Other paranormal abilities, usually called “psychic” abilities, don’t seem to be an extension of any ordinary human sense but a whole other level of knowing. For most of us, psychic experiences are either non-existent or, at best, infrequent and beyond our control — the opposite of Michael’s regular sightings of his dead ex-wife, or Toby’s tuning in to others’ thoughts at will on The Listener.
So watching A Gifted Man or Unforgettable or The Listener or even The Mentalist can validate our hunch that there is more to this world than meets the eye. It can also reinforce the idea that the world is a scary and complex place. One viewer told me, “I need to believe that there’s more power available to us than we think. And I need to see someone use that power for good.” Special powers seem necessary because regular human capacities can’t solve the mess the world is in. This is actually a profoundly theological stance: the issues of the world cannot be fixed by unaided human power.

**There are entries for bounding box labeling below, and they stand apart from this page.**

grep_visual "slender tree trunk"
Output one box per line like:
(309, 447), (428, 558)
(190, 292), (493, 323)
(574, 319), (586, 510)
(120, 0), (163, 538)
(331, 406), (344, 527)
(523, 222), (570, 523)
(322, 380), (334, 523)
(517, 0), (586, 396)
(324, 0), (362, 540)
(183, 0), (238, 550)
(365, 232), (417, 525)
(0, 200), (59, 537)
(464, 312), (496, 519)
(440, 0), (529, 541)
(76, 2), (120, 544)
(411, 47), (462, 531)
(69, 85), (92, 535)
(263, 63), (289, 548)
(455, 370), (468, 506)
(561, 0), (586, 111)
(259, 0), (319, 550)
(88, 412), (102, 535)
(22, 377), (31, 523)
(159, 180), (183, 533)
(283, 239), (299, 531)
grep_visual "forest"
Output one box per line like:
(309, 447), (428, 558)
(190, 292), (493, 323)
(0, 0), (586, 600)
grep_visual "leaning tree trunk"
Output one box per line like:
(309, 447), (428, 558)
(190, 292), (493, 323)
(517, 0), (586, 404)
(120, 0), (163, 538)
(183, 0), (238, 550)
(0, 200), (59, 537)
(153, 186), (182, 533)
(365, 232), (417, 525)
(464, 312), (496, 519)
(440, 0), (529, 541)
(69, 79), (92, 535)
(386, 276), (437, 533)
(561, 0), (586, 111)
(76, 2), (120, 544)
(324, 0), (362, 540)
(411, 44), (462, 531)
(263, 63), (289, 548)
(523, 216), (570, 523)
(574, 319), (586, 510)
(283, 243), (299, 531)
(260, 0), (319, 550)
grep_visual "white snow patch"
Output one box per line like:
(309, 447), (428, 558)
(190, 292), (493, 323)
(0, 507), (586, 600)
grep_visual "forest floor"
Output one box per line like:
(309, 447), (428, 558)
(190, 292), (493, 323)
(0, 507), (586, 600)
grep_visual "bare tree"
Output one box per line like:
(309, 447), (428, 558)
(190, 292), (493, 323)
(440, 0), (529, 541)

What’s also profoundly theological about these shows is that extraordinary powers aren’t free. Both on television and in reality, humans with add-ons pay a price. There’s a reason why hyperthymesia is a medical condition: people suffer from it. In the same way, seeing dead people can make you doubt your sanity and hearing other people’s horrific thoughts can be horrifying.
There’s a Christian parallel here: Jesus and the price he paid for his mystical knowing springs to mind. But that point won’t be raised on any of these programs. They steer clear of religion, preferring to let TV shamans, counsellors or neuroscientists address more-than-human conditions. No faith stance informs Toby’s discernment; no mentor teaches Patrick how to deal with his complex ethical world. On television, paranormal abilities become just one more tool in the human “we can do it ourselves” arsenal. The Mentalist illustrates this perfectly, since the main character isn’t really psychic, just someone who tricks people into believing he is. There is no gift, and there is no mystery. All we have are human skills of perception and manipulation.
While the new paranormal shows don’t talk about God or church, it’s worth noting that church doesn’t talk about the paranormal. As recently as the 20th century, the mainline western church taught — and believed — in a cosmology that went far beyond mundane reality, with room for angels, devils and extraordinary abilities like faith healing and direct contact with God. The historic church attempted, often fearfully, to distinguish between psychic and spiritual — psychic gifts being a natural human capacity, spiritual gifts being the dedication of those capacities to God. The modern mainline church doesn’t seem to be fearful, just skeptical and fuzzy headed: content to dismiss without investigation or to believe without considering origins or implications.
Fearful or skeptical, we’ve driven that which is beyond normal out of religious conversation. Because of this, we have missed a very important point, a point also missed by these new TV shows: to survive paranormal gifts with your body, mind and soul intact, it helps to consecrate them to the Divine.
The church’s present lack of engagement with non-standard reality means that the church has nothing to say about the paranormal. But television is making it clear: there is a longing in this flat, mechanistic, materialist world to make contact with something beyond reality. If the church chooses not to address this longing, you’d better believe that TV will — and we may not like what we see.